In Textiles at the Cutting Edge, by Bradley Quinn, Quinn writes about fiber artists reclaiming contemporary art as their own.  The artworks became edgier as they merge old techniques and contemporary ideals to form the message that fiber art can be a powerful medium.  Quinn continues this first section by writing a little more about fiber artists that aren’t featured as well as the some of the featured artists that are later shown in the book.  (One of these artists, both featured in Bradley Quinn’s section and in the featured artist profiles is Janet Echelman, an internationally renowned artist, who was invited by the former fibers professor, Jean Laman, to give an artist lecture at Texas State in 2010.)
Following Bradley Quinn, is Janis Jefferies's section titled, Contemporary Textiles: The Art Fabric.  Jefferies begins with a history of a few modern artists that made way for contemporary arts today, followed by the ever-popular subject of what makes a fiber artist, and why fiber art is not exclusively a woman’s craft.  I found Jefferies to be a little chaotic in her writing.  There are important terms and histories about modern fiber art that she discusses, but Jefferies seems to insert her opinion sporadically when touching on a controversial subject.  For example, Jefferies writes a page about Clement Greenberg’s strict definitions of what is kitsch and avant-garde; specifically his outlook on decorative art being tied to mass culture, or wallpaper.  What makes her a chaotic writer, is the random quotes that she pulls from Clement Greenberg to prove her point.  Unfortunately, her point was unclear in a few areas because of the one-word quotes taken from Greenberg.  In the final part of Jefferies's section, she sends a positive message to artists as she writes about contemporary art being the art of technology.  

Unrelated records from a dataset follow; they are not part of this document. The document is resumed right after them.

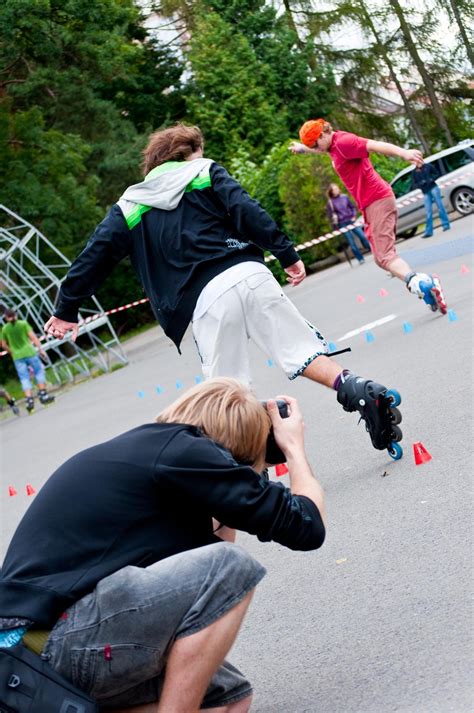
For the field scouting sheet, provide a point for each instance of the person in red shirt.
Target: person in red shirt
(373, 196)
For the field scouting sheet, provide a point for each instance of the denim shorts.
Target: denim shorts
(23, 370)
(114, 642)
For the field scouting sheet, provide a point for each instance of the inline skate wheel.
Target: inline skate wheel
(396, 434)
(395, 416)
(394, 397)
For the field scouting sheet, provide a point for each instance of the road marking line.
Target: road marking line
(366, 327)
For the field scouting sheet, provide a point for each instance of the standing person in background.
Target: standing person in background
(24, 347)
(424, 177)
(341, 212)
(373, 196)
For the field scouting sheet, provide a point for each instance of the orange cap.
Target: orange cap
(311, 131)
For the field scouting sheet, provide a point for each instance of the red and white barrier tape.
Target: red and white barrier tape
(269, 258)
(341, 231)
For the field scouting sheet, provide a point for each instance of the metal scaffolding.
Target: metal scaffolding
(31, 271)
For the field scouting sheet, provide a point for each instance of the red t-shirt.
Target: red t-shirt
(350, 159)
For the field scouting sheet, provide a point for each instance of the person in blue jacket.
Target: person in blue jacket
(424, 178)
(342, 212)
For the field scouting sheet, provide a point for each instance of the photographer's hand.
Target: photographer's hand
(289, 435)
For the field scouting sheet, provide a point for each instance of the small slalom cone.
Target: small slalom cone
(420, 453)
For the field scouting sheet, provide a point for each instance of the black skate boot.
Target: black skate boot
(377, 407)
(14, 407)
(44, 397)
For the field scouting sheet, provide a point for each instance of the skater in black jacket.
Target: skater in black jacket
(196, 240)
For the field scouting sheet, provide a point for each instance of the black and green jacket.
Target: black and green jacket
(207, 225)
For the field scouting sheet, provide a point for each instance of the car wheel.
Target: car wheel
(463, 200)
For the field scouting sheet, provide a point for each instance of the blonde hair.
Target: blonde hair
(228, 413)
(173, 144)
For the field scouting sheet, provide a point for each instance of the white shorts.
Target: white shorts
(255, 308)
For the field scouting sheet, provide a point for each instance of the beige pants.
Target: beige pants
(381, 229)
(255, 308)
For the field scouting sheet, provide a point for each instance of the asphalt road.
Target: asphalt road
(378, 620)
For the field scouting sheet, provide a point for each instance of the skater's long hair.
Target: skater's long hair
(173, 144)
(229, 413)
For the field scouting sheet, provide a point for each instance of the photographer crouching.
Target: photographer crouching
(119, 575)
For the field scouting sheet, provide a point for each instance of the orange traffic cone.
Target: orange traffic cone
(420, 453)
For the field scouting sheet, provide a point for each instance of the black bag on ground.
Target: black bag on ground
(29, 685)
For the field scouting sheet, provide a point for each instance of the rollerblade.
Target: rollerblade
(427, 288)
(44, 397)
(377, 406)
(14, 407)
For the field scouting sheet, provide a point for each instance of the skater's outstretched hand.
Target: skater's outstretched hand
(288, 432)
(414, 156)
(296, 273)
(59, 328)
(296, 147)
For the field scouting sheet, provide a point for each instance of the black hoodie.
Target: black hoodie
(134, 500)
(176, 252)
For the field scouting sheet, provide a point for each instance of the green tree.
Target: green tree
(228, 96)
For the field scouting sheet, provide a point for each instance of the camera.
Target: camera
(273, 453)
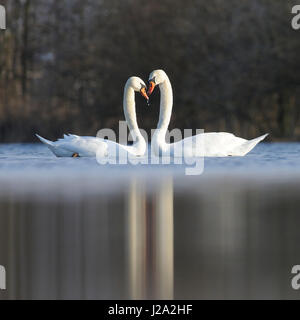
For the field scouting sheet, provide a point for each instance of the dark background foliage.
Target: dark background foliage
(234, 65)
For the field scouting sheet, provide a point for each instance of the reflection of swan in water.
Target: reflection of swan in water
(76, 146)
(215, 144)
(150, 240)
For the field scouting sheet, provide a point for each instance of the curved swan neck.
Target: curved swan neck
(130, 113)
(166, 104)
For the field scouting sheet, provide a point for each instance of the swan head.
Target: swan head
(138, 85)
(156, 77)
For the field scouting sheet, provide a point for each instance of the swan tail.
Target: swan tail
(247, 146)
(59, 152)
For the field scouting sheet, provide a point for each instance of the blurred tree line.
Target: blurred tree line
(234, 65)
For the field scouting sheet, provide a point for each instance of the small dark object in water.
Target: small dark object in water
(75, 155)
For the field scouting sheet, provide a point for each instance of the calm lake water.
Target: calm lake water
(70, 228)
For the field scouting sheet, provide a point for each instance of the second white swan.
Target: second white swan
(76, 146)
(212, 144)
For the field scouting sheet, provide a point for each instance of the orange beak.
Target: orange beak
(144, 94)
(151, 87)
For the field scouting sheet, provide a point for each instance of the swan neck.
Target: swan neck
(130, 113)
(166, 104)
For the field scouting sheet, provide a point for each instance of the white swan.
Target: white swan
(213, 144)
(76, 146)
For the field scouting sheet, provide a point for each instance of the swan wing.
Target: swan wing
(70, 144)
(217, 144)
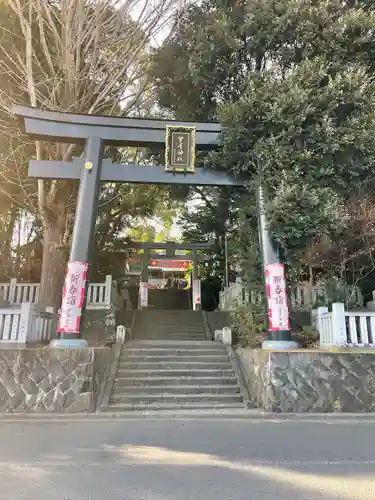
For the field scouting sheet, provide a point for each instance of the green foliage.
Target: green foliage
(249, 323)
(337, 291)
(292, 82)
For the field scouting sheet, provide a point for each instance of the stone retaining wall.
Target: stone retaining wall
(309, 381)
(49, 380)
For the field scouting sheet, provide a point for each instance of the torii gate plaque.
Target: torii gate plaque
(181, 139)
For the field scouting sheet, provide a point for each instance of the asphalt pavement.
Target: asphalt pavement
(187, 460)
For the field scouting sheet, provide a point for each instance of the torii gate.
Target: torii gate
(181, 140)
(171, 249)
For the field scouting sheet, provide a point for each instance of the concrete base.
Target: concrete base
(67, 343)
(279, 345)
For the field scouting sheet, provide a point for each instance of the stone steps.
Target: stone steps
(169, 325)
(193, 388)
(183, 358)
(146, 398)
(164, 382)
(172, 375)
(173, 365)
(179, 372)
(210, 405)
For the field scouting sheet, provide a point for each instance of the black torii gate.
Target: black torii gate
(181, 140)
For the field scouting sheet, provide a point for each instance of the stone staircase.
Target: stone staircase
(154, 324)
(173, 375)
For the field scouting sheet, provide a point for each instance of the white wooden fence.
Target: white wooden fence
(25, 324)
(99, 295)
(22, 322)
(340, 328)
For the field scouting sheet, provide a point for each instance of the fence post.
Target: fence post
(108, 290)
(339, 324)
(318, 319)
(26, 322)
(12, 290)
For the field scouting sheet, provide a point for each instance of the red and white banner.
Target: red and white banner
(196, 293)
(143, 294)
(178, 265)
(278, 313)
(73, 295)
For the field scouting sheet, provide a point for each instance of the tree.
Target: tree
(292, 82)
(78, 56)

...we live in exciting times, full of new material possibilities and technological innovation.  Textiles are at the very vanguard of contemporary art practices and social change today.  They are now seen as the material culture of the future, with the potential to transform the way we think, live and behave in an ever-increasing networked culture..

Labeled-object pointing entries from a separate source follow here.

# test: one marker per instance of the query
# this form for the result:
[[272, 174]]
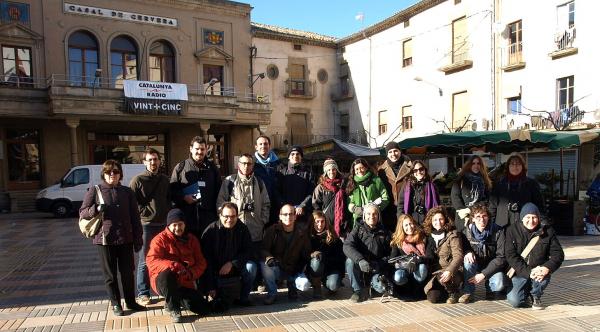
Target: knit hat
[[391, 145], [175, 215], [296, 148], [529, 208], [329, 164]]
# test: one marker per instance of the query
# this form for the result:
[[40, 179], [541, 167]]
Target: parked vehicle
[[66, 196]]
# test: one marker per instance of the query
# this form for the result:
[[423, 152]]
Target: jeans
[[273, 273], [520, 287], [357, 278], [317, 269], [420, 274], [494, 284], [142, 279]]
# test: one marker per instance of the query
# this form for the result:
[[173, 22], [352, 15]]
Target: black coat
[[547, 252], [524, 191], [221, 245], [202, 213], [370, 244]]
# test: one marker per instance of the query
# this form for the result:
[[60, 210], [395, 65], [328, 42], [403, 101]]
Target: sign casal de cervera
[[154, 98]]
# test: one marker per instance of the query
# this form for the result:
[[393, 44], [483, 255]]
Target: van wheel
[[61, 209]]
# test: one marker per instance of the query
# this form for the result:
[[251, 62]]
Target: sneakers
[[452, 298], [144, 300], [465, 298], [118, 310], [176, 316], [270, 299], [537, 304]]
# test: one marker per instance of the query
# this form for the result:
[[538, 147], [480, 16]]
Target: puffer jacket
[[547, 252], [166, 249], [121, 223]]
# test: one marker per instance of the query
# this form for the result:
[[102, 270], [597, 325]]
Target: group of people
[[203, 241]]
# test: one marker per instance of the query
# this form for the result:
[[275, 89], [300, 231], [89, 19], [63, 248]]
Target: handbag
[[90, 227]]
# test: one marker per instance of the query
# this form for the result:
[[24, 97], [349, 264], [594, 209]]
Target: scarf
[[477, 191], [335, 185], [272, 157], [409, 247], [430, 196]]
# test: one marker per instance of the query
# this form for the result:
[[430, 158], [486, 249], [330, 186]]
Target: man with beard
[[195, 184], [393, 172]]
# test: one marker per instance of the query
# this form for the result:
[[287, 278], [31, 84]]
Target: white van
[[66, 197]]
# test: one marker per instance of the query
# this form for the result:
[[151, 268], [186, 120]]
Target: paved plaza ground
[[50, 280]]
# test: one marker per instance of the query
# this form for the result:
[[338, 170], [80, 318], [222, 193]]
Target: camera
[[248, 207], [420, 209]]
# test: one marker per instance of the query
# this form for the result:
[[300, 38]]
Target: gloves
[[364, 266], [272, 262], [101, 207], [462, 213]]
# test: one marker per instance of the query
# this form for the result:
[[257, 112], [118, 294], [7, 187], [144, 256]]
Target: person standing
[[151, 189], [330, 198], [195, 184], [472, 185], [265, 168], [512, 192], [175, 262], [120, 234], [227, 246], [531, 273], [394, 173], [251, 197], [419, 194]]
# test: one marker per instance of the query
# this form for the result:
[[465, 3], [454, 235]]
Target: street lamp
[[420, 79]]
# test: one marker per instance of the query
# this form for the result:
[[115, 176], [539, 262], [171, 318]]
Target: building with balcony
[[64, 66]]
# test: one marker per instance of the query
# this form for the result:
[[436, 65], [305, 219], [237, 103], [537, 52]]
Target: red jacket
[[166, 249]]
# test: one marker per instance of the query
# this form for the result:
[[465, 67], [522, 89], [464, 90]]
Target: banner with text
[[155, 98]]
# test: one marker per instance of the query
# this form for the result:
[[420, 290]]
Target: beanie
[[391, 145], [329, 164], [296, 148], [529, 208], [175, 215]]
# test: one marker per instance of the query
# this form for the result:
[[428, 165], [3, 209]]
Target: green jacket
[[362, 195]]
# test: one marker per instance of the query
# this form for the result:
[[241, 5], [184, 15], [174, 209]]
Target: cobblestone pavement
[[50, 281]]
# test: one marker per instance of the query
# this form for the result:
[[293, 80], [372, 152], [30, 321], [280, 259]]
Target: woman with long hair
[[472, 185], [327, 257], [446, 245], [409, 239], [120, 234], [419, 194], [364, 187], [329, 196], [512, 192]]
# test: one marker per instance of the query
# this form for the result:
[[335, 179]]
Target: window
[[162, 62], [382, 122], [407, 53], [565, 88], [23, 154], [514, 105], [213, 79], [16, 62], [460, 110], [515, 46], [459, 40], [407, 117], [83, 59], [123, 61]]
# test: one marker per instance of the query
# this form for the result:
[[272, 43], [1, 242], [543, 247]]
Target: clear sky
[[336, 18]]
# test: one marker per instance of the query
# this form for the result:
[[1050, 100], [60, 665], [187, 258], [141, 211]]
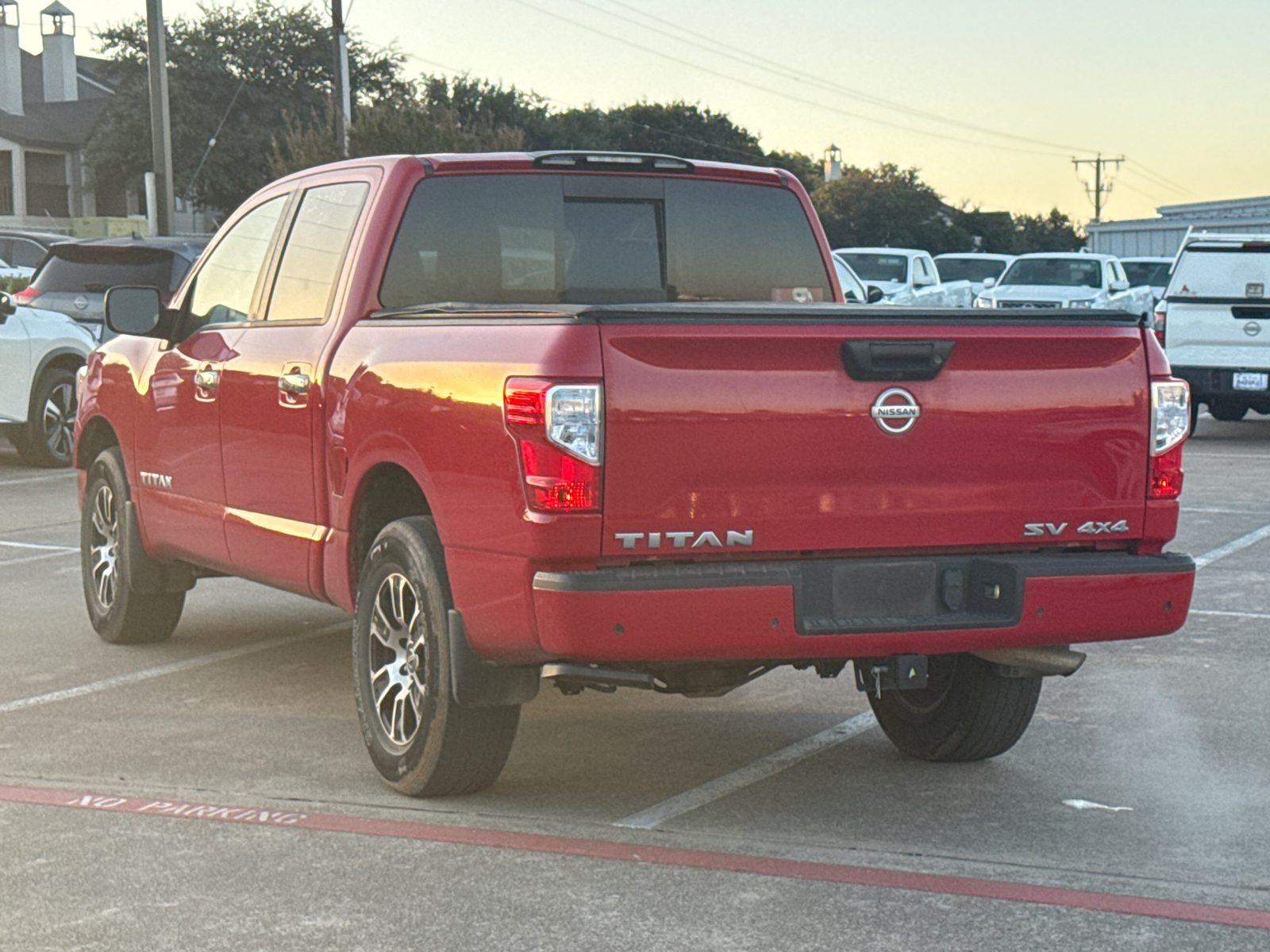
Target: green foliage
[[887, 206], [267, 60]]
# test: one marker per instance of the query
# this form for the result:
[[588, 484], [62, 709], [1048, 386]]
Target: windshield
[[878, 267], [95, 277], [569, 239], [1155, 273], [1221, 271], [1056, 272], [968, 268]]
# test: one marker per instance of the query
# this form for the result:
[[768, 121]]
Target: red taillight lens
[[558, 428], [1166, 475]]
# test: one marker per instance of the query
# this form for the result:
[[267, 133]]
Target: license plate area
[[905, 594], [1244, 380]]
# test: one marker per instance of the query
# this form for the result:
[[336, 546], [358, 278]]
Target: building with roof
[[1164, 235], [48, 103]]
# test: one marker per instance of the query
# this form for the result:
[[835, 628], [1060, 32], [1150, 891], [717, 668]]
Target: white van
[[1216, 317]]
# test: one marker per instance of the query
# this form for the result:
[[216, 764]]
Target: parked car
[[854, 289], [40, 352], [976, 267], [673, 460], [1212, 321], [75, 276], [1067, 279], [1149, 271], [10, 271], [906, 276], [27, 249]]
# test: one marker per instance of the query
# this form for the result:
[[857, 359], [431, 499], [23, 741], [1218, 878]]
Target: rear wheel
[[421, 742], [968, 711], [118, 615], [48, 438], [1227, 412]]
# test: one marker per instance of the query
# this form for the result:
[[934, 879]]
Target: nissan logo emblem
[[895, 410]]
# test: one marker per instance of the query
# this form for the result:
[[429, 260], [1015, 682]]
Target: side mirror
[[135, 311]]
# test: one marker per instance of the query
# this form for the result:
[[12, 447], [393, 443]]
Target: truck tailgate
[[749, 435]]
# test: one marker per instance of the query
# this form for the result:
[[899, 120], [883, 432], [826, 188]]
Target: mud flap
[[475, 682], [144, 574]]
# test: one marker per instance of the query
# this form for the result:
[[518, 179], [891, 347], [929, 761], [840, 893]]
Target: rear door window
[[315, 249], [226, 282], [556, 239]]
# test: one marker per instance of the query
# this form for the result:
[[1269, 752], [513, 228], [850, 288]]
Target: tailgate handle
[[895, 359]]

The final portion of the book is artist profiles that are organized thematically such as, drawings, paintings, sculpture and space.  This section makes a point to highlight reputable artists of both sexes from across the world. 
I enjoyed reading this book immensely.  The attitude of the book as a whole seems to take on a defensive one, but with good reason.  Contemporary fiber art books are still filed under the “crafts and hobbies” section at book stores.  The attitude of the book mirrors many fiber artists who have dealt with derogatory remarks about the art being a "woman’s craft".
Contemporary Textiles primarily targets contemporary artists, which is both a positive and negative aspect.  The two sections before the artist profiles written by Quinn and Jefferies require comprehension of the arts and art history.  While this might intrigue an artist or art student, it might drive away someone who has an interest in the subject, but doesn’t have a comprehensive understanding of the arts.